That worked ok for the one doe I was milking in colder weather - no need to chill milk in the barn. This year I will have at least 2-3 does in milk and know that number will keep growing for a while, so I saved up to add a few fancier things:

*2 two-quart stainless steel pails*
*reusable plastic covers *(still can't get lids for those small pails, darn it! :roll
*2 four-quart milk cans* 
*ice chest with ice water *to set milk can in
*stainless steel milk strainer w/filters* that fits on milk cans so I can filter directly into them
*Same udder wash, towels, teat dip, etc. as above*
*Sterilized jars* for milk, cream, or half and half.

Since I go to work fairly early and am NOT a morning person, I try to set things up for minimum clean-up in the AM and do most of the scrubbing and sanitizing in the PM.

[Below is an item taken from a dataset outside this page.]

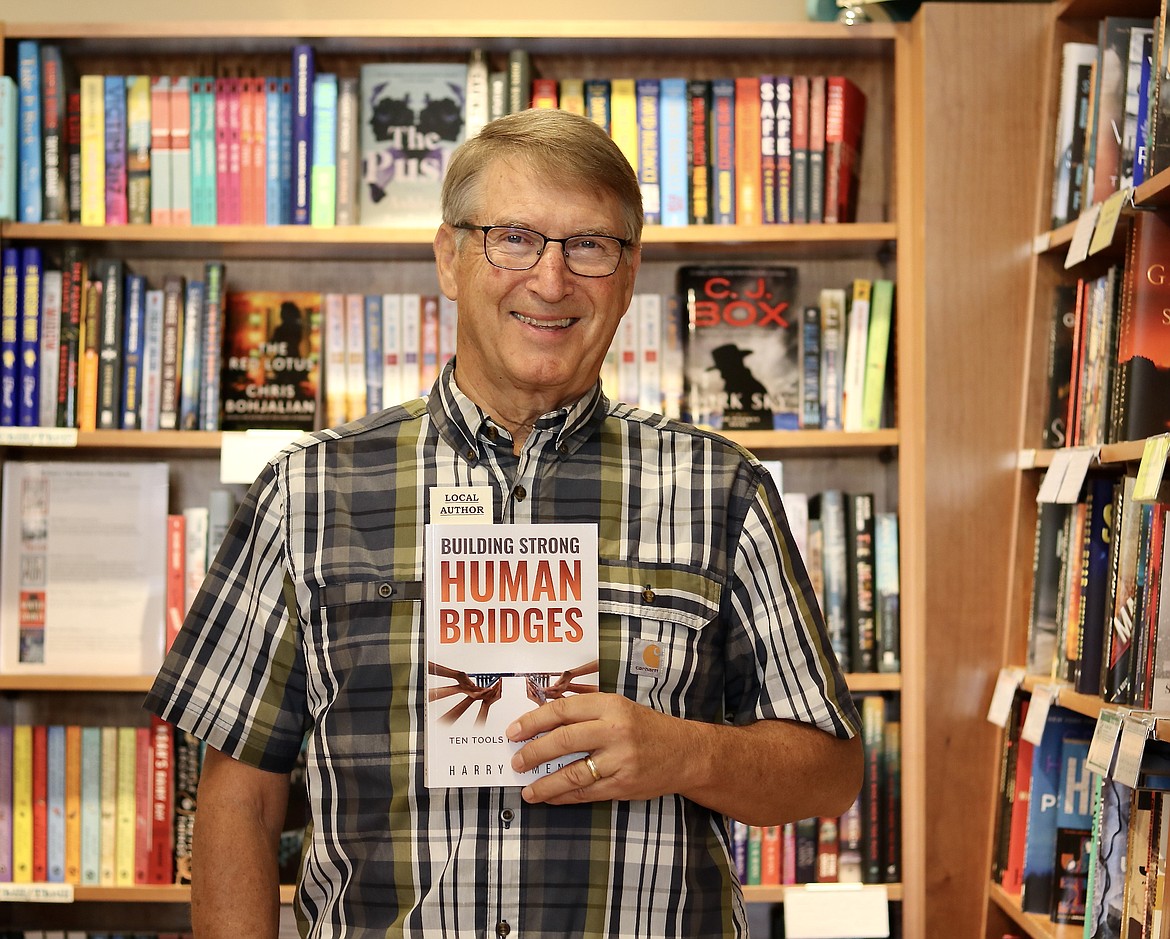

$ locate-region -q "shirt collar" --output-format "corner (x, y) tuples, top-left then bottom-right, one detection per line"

We go through a lot of half and half and butter, so I invested in a cream separator (I got really lucky and found an old electric cream separator in nice usable condition), which isn't really a "milking supply item" but will now be part of my processing routine. The filtered milk can just go directly from the can into the separator, jars, and/or cheese-making pot. The smaller cans chill fast and fit easily into the refrigerator. But the real reason I got them is they are very easy for a short person to lift up to counter-height to pour - :wink:


----------